Ich bin ein afroamerikanischer Mann und ein Sikh. Anlässlich meines 12. Geburtstags schenkte mir mein Opa ein Rad. Mein Großvater war der Chauffeur eines wohlhabenden Mannes im Westen Pennsylvanias. Das Fahrrad war ein wunderschönes weißes und lilafarbenes Zehngang-Rennrad mit gebogenem Lenker. Dieses Rad schenkte mir die Freiheit, mit meinen schwarzen Freunden die Nachbarschaft zu erkunden. Eines Samstags bat mein Vater mich darum, anlässlich eines Familienereignisses um 15:00 Uhr zu Hause zu sein. An diesem Morgen setzte ich mich auf mein Fahrrad. Ich fuhr mit meinen Freunden von unserem Haus in Germantown aus in eine überwiegend weiße Nachbarschaft, die Neuland für uns war. Nachdem wir mehrere Stunden gefahren waren, machten wir uns auf den Heimweg. Ich wollte pünktlich um 15:00 Uhr wieder zurück sein.

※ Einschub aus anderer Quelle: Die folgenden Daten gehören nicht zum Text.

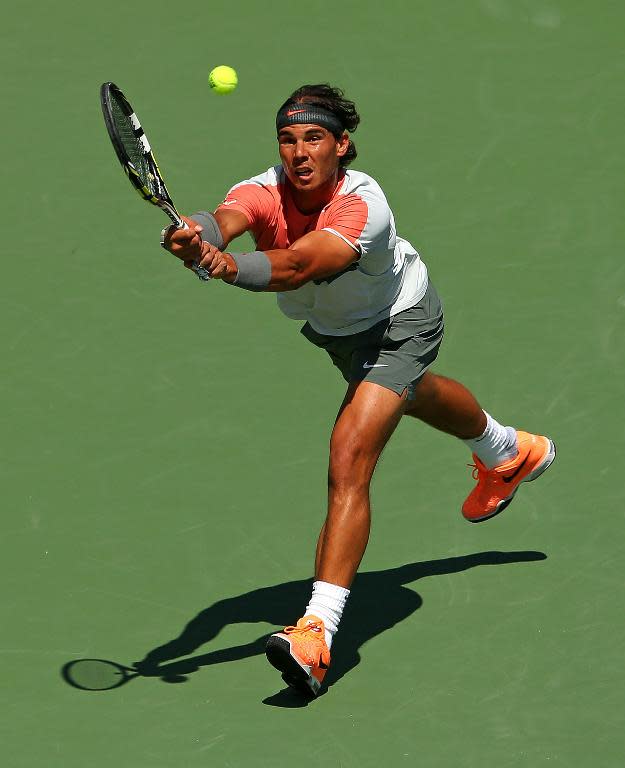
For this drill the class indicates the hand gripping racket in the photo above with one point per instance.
(133, 150)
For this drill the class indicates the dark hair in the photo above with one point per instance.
(333, 100)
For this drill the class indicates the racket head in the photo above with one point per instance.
(96, 674)
(133, 149)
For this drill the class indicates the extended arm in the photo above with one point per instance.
(315, 256)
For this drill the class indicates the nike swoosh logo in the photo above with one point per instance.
(517, 470)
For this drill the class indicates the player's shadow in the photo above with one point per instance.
(378, 601)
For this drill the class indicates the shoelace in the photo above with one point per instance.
(311, 626)
(476, 471)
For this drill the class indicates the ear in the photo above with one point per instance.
(342, 144)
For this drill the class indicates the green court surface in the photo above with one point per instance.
(165, 442)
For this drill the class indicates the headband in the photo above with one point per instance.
(297, 113)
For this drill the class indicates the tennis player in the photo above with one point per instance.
(326, 244)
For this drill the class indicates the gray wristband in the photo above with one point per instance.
(210, 229)
(254, 270)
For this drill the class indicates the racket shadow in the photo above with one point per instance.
(379, 600)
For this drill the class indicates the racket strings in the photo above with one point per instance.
(133, 147)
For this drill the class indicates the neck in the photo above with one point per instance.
(312, 201)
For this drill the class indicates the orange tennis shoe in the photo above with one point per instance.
(496, 487)
(301, 654)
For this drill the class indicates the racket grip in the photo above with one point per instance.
(201, 272)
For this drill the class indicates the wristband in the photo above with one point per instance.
(254, 270)
(210, 229)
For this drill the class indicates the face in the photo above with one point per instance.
(310, 155)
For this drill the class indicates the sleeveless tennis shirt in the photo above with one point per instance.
(388, 277)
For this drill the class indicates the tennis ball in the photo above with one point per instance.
(223, 79)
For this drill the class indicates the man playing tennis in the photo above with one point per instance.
(327, 245)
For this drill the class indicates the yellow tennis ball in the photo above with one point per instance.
(223, 79)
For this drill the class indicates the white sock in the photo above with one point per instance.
(327, 602)
(496, 445)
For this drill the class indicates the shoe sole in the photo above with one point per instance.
(537, 472)
(294, 673)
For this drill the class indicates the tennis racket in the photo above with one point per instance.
(135, 154)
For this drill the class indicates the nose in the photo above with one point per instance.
(300, 150)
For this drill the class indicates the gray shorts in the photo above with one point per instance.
(394, 353)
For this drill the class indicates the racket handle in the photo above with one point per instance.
(199, 271)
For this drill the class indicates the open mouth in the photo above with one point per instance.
(303, 173)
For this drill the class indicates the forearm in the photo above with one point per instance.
(285, 271)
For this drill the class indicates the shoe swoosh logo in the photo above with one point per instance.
(511, 477)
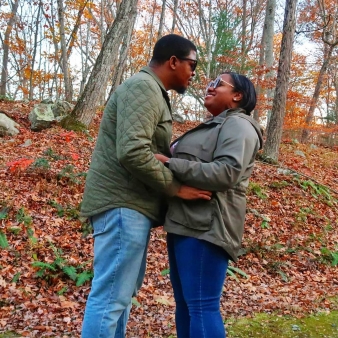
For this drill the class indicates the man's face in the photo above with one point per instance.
(185, 72)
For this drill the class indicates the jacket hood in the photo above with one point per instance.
(254, 123)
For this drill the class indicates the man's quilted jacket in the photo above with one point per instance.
(124, 172)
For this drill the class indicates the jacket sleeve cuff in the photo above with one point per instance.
(174, 188)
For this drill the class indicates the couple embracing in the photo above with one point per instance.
(195, 187)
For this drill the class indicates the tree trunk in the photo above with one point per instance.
(64, 63)
(160, 28)
(174, 16)
(31, 77)
(117, 75)
(266, 53)
(5, 49)
(243, 37)
(336, 101)
(87, 104)
(275, 126)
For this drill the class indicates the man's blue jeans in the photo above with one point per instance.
(197, 273)
(121, 239)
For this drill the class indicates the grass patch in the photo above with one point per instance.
(267, 326)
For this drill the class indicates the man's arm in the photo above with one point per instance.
(233, 154)
(137, 120)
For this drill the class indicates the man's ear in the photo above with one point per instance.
(238, 96)
(173, 62)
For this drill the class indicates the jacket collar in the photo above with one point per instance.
(219, 118)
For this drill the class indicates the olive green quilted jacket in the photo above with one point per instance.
(124, 172)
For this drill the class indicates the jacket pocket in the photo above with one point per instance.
(197, 214)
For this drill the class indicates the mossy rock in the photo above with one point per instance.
(71, 123)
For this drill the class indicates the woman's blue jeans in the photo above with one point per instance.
(197, 273)
(121, 239)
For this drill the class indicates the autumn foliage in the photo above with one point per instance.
(290, 253)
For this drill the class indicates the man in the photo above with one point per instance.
(126, 185)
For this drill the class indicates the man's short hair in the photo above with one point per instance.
(169, 45)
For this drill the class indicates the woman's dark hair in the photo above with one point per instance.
(170, 45)
(245, 86)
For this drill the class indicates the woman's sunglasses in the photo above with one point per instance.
(214, 84)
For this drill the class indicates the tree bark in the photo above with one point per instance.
(5, 47)
(174, 17)
(87, 104)
(31, 77)
(275, 126)
(160, 27)
(64, 63)
(117, 75)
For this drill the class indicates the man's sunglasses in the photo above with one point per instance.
(193, 63)
(217, 82)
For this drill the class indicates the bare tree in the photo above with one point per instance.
(64, 63)
(266, 58)
(275, 126)
(174, 16)
(160, 28)
(5, 47)
(85, 108)
(330, 39)
(31, 77)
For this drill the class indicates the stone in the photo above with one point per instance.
(8, 127)
(41, 116)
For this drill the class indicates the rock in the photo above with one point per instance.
(47, 101)
(62, 109)
(8, 127)
(41, 116)
(178, 118)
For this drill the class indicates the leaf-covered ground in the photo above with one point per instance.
(290, 248)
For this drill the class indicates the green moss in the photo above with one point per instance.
(70, 123)
(267, 326)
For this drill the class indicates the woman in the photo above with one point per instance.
(218, 156)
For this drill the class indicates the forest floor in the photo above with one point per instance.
(288, 265)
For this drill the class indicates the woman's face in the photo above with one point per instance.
(221, 95)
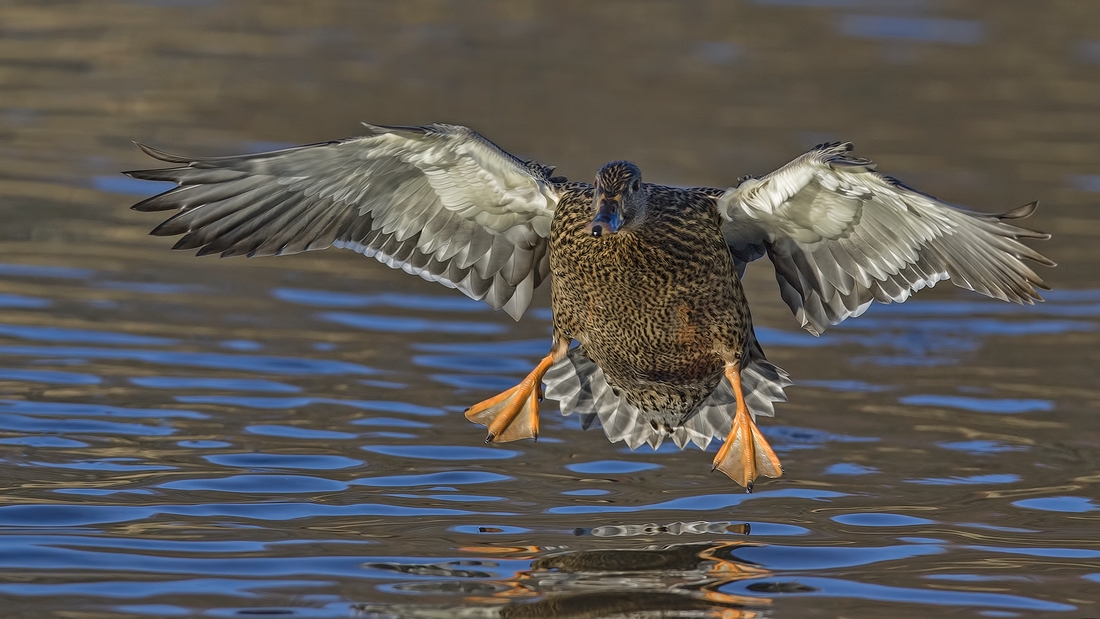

Etwa auf halbem Weg nach Hause stoppte uns Streifenwagen der Polizei von Philadelphia und befahl uns allen, von unseren Fahrrädern zu steigen. Ein weißer Polizist kam auf mich zu, nahm mir mein Fahrrad aus den Händen und fragte: „Wo hast du dieses Fahrrad her?“ Ich erklärte, dass mein Großvater es mir zu meinem Geburtstag geschenkt hatte. Er stellte das Fahrrad auf den Kopf, um seine Seriennummer zu lesen und aufzuschreiben. Er ging hinüber zu seinem Wagen, sprach mit einem anderen Beamten, kam dann zurück und sagte: „In Ordnung, geh nach Hause. Ihr wisst, dass ihr nicht in dieses Viertel gehört.“ Als ich nach Hause kam, war es weit nach 15:00 Uhr. Mein Vater war wütend. Er fragte mich, warum ich mich verspätet hatte, und ich erzählte ihm die Geschichte meiner Begegnung mit der Polizei. Er wandte sich kurz von mir ab, und als er sich umdrehte, konnte ich sehen, dass er immer noch sehr wütend war, aber nicht mehr auf mich.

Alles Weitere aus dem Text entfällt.